Top-ranked Djokovic and Williams glided into the fourth round, ending a wacky week of upsets that on Saturday took out the fifth of the 10 top-seeded men. Sunday's traditional break will provide a rest day and a chance to figure out what has happened.
Djokovic on Saturday became the eighth active player to win 50 tour-level grass-court matches, earning that distinction with a 6-3, 6-2, 6-2 rout of No. 28 Jeremy Chardy of France. The rangy Serb committed only three unforced errors and won 93% of his first-serve points. He will next face No. 13 Tommy Haas of Germany, who rallied for a 4-6, 6-2, 7-5, 6-4 victory over Feliciano Lopez of Spain.
"It was a fantastic match. I felt great from the start to the end," Djokovic said. "I had that super focus and tried to be out there every point and not allow him to come back to the net and have any chance."
Williams overwhelmed 42-year-old Kimiko Date-Krumm, 6-1, 6-0, in 61 minutes on Centre Court, her 600th career win. Williams and Stephens are the only American women left following Alison Riske's straight-set loss to Kaia Kanepi of Estonia.
"I feel like I'm pleased I'm moving well. I'm covering the court OK," said Williams, who acknowledged she was unhappy to wait to play the day's final match but simply adapted.
"Every time I come to Wimbledon, if I'm able to stay the second week, there's always things I'd like to improve on."
Saturday's surprise was Bernard Tomic of Australia rolling past No. 9 Richard Gasquet of France, 7-6, 5-7, 7-5, 7-6. No. 12 Kei Nishikori of Japan fell to No. 23 Andreas Seppi of Italy, 3-6, 6-2, 6-7, 6-1, 6-4, and unseeded Lukasz Kubot of Poland celebrated his 6-1, 6-3, 6-4 victory over No. 25 Benoit Paire of France with some cancan kicks, entertaining the crowd on a rare sunny day.
But No. 4 David Ferrer of Spain held off Alexandr Dolgopolov of Ukraine, 6-7, 7-6, 2-6, 6-1, 6-2, No. 7 Tomas Berdych of Germany beat Kevin Anderson of South Africa, 3-6, 6-3, 6-4, 7-5, and No. 8 Juan Martin Del Potro eliminated Grega Zemlja of Slovenia, 7-5, 7-6, 6-0.

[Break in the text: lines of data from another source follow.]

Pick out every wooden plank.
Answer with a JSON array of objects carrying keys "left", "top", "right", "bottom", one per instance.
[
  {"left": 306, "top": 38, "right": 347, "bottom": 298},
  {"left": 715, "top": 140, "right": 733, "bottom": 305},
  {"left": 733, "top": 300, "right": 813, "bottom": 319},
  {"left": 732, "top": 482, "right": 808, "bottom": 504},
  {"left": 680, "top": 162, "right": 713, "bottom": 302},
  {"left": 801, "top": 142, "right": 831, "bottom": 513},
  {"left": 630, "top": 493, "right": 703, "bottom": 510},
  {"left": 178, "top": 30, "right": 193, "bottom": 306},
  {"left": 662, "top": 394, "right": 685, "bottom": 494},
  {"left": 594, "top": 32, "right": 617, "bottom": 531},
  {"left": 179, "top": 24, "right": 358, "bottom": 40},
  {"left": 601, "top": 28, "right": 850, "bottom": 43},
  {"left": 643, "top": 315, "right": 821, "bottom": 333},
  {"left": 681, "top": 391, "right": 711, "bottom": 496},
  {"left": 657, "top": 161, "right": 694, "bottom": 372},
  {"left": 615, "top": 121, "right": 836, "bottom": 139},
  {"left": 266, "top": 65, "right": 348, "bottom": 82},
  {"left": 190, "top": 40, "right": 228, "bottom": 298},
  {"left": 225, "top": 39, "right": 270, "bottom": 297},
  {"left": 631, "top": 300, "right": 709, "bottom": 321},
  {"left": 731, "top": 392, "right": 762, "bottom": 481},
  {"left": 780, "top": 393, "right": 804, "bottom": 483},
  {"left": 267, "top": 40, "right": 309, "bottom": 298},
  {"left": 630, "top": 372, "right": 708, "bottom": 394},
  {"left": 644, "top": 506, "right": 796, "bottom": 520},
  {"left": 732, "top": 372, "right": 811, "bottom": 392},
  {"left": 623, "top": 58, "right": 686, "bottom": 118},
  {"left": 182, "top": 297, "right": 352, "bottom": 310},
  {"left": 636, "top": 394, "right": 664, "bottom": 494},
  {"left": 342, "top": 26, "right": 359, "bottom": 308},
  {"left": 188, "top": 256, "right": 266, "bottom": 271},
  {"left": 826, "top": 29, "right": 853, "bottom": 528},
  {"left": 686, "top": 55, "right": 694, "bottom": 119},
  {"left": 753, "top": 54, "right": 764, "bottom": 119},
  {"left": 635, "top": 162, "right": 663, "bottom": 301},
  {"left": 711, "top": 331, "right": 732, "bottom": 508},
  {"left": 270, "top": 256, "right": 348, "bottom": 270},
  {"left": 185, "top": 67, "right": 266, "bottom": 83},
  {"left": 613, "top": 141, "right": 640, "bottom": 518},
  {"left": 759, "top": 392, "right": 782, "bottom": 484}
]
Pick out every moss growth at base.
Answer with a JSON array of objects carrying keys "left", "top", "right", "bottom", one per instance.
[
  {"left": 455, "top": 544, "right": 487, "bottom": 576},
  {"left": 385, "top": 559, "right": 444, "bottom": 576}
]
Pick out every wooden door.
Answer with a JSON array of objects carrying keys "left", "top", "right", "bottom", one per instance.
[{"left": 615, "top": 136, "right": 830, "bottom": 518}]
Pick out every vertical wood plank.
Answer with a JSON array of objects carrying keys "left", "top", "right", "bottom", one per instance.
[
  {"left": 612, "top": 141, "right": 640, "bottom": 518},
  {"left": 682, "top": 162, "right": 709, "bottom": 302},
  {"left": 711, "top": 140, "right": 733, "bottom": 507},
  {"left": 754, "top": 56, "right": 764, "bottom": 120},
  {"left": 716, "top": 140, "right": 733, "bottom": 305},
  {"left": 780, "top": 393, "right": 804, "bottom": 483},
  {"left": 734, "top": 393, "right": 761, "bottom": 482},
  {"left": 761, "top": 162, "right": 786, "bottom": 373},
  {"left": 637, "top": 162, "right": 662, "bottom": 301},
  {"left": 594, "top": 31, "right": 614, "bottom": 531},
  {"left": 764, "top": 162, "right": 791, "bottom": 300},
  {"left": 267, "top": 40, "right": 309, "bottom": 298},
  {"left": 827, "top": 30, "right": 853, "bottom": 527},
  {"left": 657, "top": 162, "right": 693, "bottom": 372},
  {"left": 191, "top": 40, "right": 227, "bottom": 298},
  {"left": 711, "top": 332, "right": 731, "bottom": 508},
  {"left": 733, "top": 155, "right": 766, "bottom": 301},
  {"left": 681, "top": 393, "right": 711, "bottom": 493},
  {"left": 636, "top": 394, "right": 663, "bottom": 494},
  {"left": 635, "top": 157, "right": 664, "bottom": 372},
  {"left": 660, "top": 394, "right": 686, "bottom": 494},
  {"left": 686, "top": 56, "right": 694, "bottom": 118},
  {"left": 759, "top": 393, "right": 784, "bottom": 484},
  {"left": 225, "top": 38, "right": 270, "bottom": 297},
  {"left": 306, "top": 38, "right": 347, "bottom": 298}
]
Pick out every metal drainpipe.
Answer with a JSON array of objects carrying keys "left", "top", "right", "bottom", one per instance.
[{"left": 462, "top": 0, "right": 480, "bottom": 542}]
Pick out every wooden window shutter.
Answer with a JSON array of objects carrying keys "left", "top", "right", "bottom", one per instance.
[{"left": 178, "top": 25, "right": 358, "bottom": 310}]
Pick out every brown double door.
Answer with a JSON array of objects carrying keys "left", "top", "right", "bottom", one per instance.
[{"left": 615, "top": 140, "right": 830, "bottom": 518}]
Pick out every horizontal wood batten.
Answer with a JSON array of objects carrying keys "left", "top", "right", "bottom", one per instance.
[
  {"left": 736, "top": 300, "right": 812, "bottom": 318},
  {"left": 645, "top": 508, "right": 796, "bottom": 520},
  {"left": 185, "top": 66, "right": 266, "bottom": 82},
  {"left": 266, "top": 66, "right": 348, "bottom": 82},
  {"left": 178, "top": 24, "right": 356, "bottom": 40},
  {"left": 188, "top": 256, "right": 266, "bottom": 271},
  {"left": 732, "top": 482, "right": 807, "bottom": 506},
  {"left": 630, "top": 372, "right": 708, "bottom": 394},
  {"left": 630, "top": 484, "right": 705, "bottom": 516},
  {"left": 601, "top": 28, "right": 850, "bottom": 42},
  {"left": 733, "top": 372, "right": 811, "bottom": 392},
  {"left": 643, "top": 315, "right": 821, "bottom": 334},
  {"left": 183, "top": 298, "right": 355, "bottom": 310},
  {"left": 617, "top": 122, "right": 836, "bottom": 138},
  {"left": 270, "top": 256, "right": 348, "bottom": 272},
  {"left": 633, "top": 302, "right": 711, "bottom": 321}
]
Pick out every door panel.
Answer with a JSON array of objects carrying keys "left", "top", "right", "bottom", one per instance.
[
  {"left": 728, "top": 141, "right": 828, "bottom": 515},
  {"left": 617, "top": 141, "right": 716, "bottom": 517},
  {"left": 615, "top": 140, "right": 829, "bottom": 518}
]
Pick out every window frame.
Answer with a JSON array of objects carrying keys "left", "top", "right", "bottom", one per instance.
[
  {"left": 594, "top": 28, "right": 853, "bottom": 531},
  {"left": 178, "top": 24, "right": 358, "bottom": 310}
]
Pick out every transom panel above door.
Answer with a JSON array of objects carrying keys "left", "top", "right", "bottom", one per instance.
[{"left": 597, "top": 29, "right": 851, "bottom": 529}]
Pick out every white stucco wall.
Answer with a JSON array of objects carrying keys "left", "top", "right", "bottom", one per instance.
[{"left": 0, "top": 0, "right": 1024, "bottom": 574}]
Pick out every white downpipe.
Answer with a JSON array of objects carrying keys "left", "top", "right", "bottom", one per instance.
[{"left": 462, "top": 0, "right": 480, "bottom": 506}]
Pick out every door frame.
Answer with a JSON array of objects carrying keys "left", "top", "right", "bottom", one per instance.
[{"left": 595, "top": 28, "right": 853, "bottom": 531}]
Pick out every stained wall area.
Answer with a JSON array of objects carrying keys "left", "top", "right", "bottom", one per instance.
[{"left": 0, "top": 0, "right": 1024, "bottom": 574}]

No. 14 women's seed Samantha Stosur of Australia, the 2011 U.S. Open champion, doesn't like playing on grass courts. She probably likes them less after No. 23 Sabine Lisicki unleashed a barrage of formidable serves to win, 4-6, 6-2, 6-1. That earned Lisicki a fourth-round matchup against Williams on Monday. No. 8 Petra Kvitova, the runner-up here last year, finished off a suspended 6-3, 2-6, 6-3 victory over Ekaterina Makarova of Russia. And No. 6 Li Na of China advanced with a 4-6, 6-0, 8-6 decision over Klara Zakopalova of the Czech Republic.
A Grand Slam title is still probably beyond the reach of No. 17 Stephens, who trains in Los Angeles, but she earned her first trip to Wimbledon's fourth round. She had to wait overnight to finish her match against Petra Cetkovska of the Czech Republic after taking the first set, 7-6 (3), and losing the second set, 6-0. Their final set took more strange turns before Stephens prevailed, 6-4.
"I'm excited about being in the second week again," said Stephens, who this year reached the Australian Open semifinals and the fourth round of the French Open. "I'm playing well, feeling good."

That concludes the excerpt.